Why I built it this way
Most OpenTelemetry samples lose me when they start with package lists and collector diagrams before there is anything interesting to observe. I wanted the opposite: one simple transaction first, then the telemetry around it.
The API has three routes. One gets product data, one runs checkout, and one fails on purpose. That was enough to test the parts I cared about: the incoming request, the work inside the app, one downstream HTTP call, a couple of business metrics, and a failure path that was not just theoretical.
1. Start with the right package setup
I kept the dependency set small on purpose. There is a hosting package, a console exporter, ASP.NET Core and HttpClient instrumentation, and runtime instrumentation for process-level signals. I could have added a collector right away, but that would have made the first version harder to explain.
2. Wire up logs, traces, and metrics in one place
The main setup happens at the top of Program.cs. I define the service name once and reuse it for logs, traces, and metrics. That sounds minor, but it makes the console output much easier to scan because everything belongs to the same service.
I also stayed with the console exporter longer than I normally would. When I am learning or validating instrumentation, I like seeing the raw output before I send anything to a dashboard. It removes one whole layer of "is the app wrong, or is the UI hiding something?"
3. Give the business logic its own telemetry names
The first version only had framework instrumentation, and it felt too generic. I could see HTTP requests, but I could not quickly tell what the app was doing. That is why I added a dedicated ActivitySource and a small Meter for checkout behavior.
I kept the metric names plain. I wanted to answer simple questions without decoding my own clever naming scheme: how many checkouts happened, how many failed, and what was the order value?

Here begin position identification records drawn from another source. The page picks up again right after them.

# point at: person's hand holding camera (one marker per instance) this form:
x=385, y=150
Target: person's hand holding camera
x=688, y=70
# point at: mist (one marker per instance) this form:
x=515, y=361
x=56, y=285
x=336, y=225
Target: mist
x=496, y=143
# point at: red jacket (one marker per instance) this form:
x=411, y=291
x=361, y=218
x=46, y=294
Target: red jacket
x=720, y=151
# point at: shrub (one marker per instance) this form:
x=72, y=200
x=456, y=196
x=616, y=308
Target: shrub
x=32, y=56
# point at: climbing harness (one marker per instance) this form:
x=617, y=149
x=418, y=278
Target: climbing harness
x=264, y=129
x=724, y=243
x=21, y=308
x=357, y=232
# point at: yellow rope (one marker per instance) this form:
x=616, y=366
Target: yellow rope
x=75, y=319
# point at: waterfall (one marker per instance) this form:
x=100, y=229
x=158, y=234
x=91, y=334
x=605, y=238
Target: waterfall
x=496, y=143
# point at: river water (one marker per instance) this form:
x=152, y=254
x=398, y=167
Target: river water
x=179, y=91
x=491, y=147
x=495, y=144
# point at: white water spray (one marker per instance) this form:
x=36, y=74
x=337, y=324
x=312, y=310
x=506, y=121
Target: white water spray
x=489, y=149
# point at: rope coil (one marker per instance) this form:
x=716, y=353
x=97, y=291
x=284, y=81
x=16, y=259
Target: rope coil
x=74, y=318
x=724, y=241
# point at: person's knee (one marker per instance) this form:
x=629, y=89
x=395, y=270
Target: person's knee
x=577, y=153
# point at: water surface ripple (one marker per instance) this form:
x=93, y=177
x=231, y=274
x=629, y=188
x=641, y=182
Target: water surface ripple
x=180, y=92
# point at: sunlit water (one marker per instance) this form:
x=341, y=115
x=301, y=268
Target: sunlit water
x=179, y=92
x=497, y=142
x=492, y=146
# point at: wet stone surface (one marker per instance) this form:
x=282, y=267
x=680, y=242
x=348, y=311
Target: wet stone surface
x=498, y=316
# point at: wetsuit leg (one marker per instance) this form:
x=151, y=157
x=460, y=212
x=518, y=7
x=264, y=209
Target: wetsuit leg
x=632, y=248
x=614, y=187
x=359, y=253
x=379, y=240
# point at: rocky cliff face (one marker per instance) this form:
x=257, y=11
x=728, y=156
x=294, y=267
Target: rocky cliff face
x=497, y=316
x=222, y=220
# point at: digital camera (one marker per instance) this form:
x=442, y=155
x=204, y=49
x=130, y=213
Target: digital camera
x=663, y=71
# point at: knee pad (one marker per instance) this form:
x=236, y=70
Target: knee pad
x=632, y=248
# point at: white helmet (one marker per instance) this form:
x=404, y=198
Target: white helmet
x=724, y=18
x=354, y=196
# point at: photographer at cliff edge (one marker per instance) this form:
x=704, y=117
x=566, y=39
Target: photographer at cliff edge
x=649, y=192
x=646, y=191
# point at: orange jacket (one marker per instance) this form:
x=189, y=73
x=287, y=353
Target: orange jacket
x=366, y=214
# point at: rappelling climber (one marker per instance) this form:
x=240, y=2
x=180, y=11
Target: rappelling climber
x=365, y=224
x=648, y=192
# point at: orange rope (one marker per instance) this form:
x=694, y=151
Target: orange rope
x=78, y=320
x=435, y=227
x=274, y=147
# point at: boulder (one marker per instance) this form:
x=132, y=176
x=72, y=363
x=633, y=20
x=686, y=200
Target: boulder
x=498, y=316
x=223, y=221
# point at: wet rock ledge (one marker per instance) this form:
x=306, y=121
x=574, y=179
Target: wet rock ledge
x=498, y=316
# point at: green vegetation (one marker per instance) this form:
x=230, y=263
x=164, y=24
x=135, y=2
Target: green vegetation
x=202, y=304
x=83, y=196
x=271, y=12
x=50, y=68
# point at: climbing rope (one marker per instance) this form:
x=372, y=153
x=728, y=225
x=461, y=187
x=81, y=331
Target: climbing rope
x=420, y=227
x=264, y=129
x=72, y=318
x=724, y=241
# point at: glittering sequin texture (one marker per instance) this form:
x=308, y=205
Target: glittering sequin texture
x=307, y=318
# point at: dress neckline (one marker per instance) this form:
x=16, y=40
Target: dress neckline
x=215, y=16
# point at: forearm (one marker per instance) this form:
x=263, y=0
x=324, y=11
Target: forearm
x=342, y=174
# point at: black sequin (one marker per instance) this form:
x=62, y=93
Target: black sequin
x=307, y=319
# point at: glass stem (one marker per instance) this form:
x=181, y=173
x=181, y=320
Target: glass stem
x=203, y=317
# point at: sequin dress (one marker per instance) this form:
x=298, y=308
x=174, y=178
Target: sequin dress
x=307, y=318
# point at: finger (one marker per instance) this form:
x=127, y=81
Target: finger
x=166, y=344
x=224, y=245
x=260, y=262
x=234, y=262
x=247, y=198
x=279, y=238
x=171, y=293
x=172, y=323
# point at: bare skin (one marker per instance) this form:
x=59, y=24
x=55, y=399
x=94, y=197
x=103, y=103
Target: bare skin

4. Wrap the checkout flow in a custom span
The checkout processor starts an internal activity named checkout.process. That ended up being the most useful span in the whole sample because it represents the work I actually care about, not just the HTTP request around it.
I attach the SKU and quantity as tags, then open a logging scope so the exported logs carry the same context. I also made invalid input show up clearly. That was intentional, because a demo that only proves the happy path usually gives you a false sense of confidence.
5. Record business metrics where the work actually completes
After the processor finishes the product lookup and a small simulated delay, it records the two business facts I cared about for this demo: quantity sold and order value. This was the part where the sample started to feel useful instead of academic.
I also keep the span open long enough to add the generated order id and total. Without those details, the trace still exists, but it feels thin. With them, I can look at one request and understand what actually happened.
6. Keep the demo endpoints obvious
I did not try to make the endpoints clever. The routes are intentionally obvious: one for products, one for checkout, and one for a forced failure. For a sample like this, I would rather have boring routes and readable telemetry than a more realistic API that distracts from the point.
7. A successful request is easy to read
When I hit /api/checkout?sku=latte&quantity=2, the API returns a compact receipt-style payload. It is not fancy, but it gives me a real transaction to trace: two lattes, a total, and an order id.
8. The console exporter tells the whole story surprisingly well
This was the moment I knew the sample was doing what I wanted. One request produced the server span for /api/checkout, the internal checkout.process span, the tags I added myself, and the custom metrics for quantity and order value.
The forced failure route matters too. If I trigger /api/fail, I get a 500 path with recorded error details. I left that in because observability is not very convincing if it only looks good when everything works.
Final thought
I like this kind of sample because it makes OpenTelemetry feel less mysterious. It is easier to understand when I can point to a specific method and say, "that line created the span," or "that counter moved because someone bought two lattes."
If I were taking this further, I would switch from the console exporter to OTLP and send the same signals to a collector-backed UI. But I would still start here. Console output is not glamorous, but it is honest, and for a first pass that is exactly what I want.